The identification of higher-order motifs, other than the top (global) motif corresponding to the matrix profile minimum, is more challenging due to the dependence on the constraints that must be set in terms of the maximum distance for which sub-sequences are taken as matching. As illustrated in the preceding section, varying the radius parameter yields both matching and dissimilar patterns. Therefore, we have adopted a more flexible criterion than the radius parameter *R* in order to ensure appropriately constrained results and interpretable motifs. While the matrix profile calculation is only dependent on the sub-sequence length and the top motif is objectively obtained from the global minimum value of the matrix profile, subsequent motifs or neighbours depend on the adopted distance constraints. To circumvent this limitation, this study focuses on the extraction of the top motif from the palaeoclimate records. In general, the extraction of motifs has to take into account the purpose of the analysis and is very much problem-dependent in terms of what the patterns of interest are in a time series (which may differ, even for the same time series, depending on the goal of the analysis). In the case of very large datasets for which information on the patterns of interest is not available, the statistical significance of motifs can be assessed to evaluate which additional motifs are significant, other than the top motif (Castro and Azevedo, 2011).

The comparison of sub-sequence similarity is performed here based on the Euclidean distance metric. An alternative would be to consider instead dynamic time warping (DTW) as a more robust distance measure for time series (Keogh and Ratanamahatana, 2005). However, empirical comparisons showed that the Euclidean distance is competitive with or superior to more complex measures (Ding et al., 2008). Therefore, the Euclidean distance between *z*-normalised sub-sequences is employed as the similarity measure in this study.

Here we only discuss the influence on matrix profile results of methodological options in terms of parameters and metric selection. A further extension would be to assess how differences in the time series data would impact the matrix profile results, e.g. by applying surrogate time series methods such as the approach of Nakamura and Small (2005). Extending the methodology to account for uncertainty in dating and proxy values would be a further methodological extension particularly relevant for palaeoclimate time series.
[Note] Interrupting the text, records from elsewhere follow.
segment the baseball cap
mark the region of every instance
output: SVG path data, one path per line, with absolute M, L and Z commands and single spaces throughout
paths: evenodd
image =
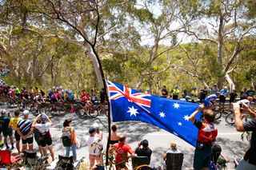
M 42 123 L 45 123 L 45 122 L 46 121 L 47 117 L 46 117 L 46 115 L 45 115 L 45 114 L 42 114 L 41 117 L 40 117 L 40 118 L 41 118 L 42 122 Z
M 23 111 L 23 115 L 29 115 L 30 112 L 28 110 L 24 110 Z
M 94 133 L 96 132 L 96 128 L 94 127 L 90 127 L 89 128 L 89 133 L 91 134 L 91 133 Z
M 2 109 L 1 110 L 1 114 L 6 115 L 6 109 Z

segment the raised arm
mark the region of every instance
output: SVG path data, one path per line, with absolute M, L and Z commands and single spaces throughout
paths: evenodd
M 202 110 L 204 107 L 205 107 L 204 105 L 200 105 L 198 108 L 190 115 L 189 119 L 193 124 L 195 121 L 195 117 L 200 112 L 200 110 Z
## 5.2 Extraction of the dominant motif across the two time series

The most analogous pattern (top motif) across two time series does not need to occur at the same time in the two series. This fact is illustrated by considering the same *δ*^{18}O and Ca^{2+} proxy records but artificially changing the Ca^{2+} time series in two distinct ways. The first case introduces an artificial shift in time of 500 data points (10 ka) by adding to the beginning of the record 500 points with the same value as the mean of the Ca^{2+} time series. The second case removes the first 500 data points of the Ca^{2+} series, thus obtaining a shorter record of a different length than the *δ*^{18}O series. The time series are displayed in Fig. 13, and the join matrix profile between the *δ*^{18}O series and these versions of the Ca^{2+} series is presented in Fig. 14. The outcomes are largely analogous, with only minor discrepancies in the join matrix profile for the different versions of the Ca^{2+} time series. In the case of the shifted version of the Ca^{2+} series (Fig. 14b), the difference between this version and the original is observed in the highest values of the join matrix profile, which are flatter. The matrix profile peaks correspond to parts of the series with no discernible temporal structure, typically a featureless noise level. In such cases the most similar sub-sequences are the stable level values (equal to the mean of the time series) that were introduced at the beginning of the record. In the case of the trimmed version of the Ca^{2+} series (Fig. 14c), it should be noted that the join matrix profile has the same length, despite the reduced length of the Ca^{2+} series. This is because the join matrix profile contains the distance of every sub-sequence in the *δ*^{18}O series to the trimmed Ca^{2+} series (of a smaller size). Consequently, the number of sub-sequences (in the *δ*^{18}O series) remains constant, yet the distances are calculated between each of these sub-sequences and a smaller number of sub-sequences in the Ca^{2+} series. The principal distinction between the join matrix profile values in this particular case is observed at the beginning of the record, as the initial sub-sequences of the *δ*^{18}O series are most similar to the initial sub-sequences in the Ca^{2+} series, which no longer exist, having been matched to other sub-sequences in the Ca^{2+} time series.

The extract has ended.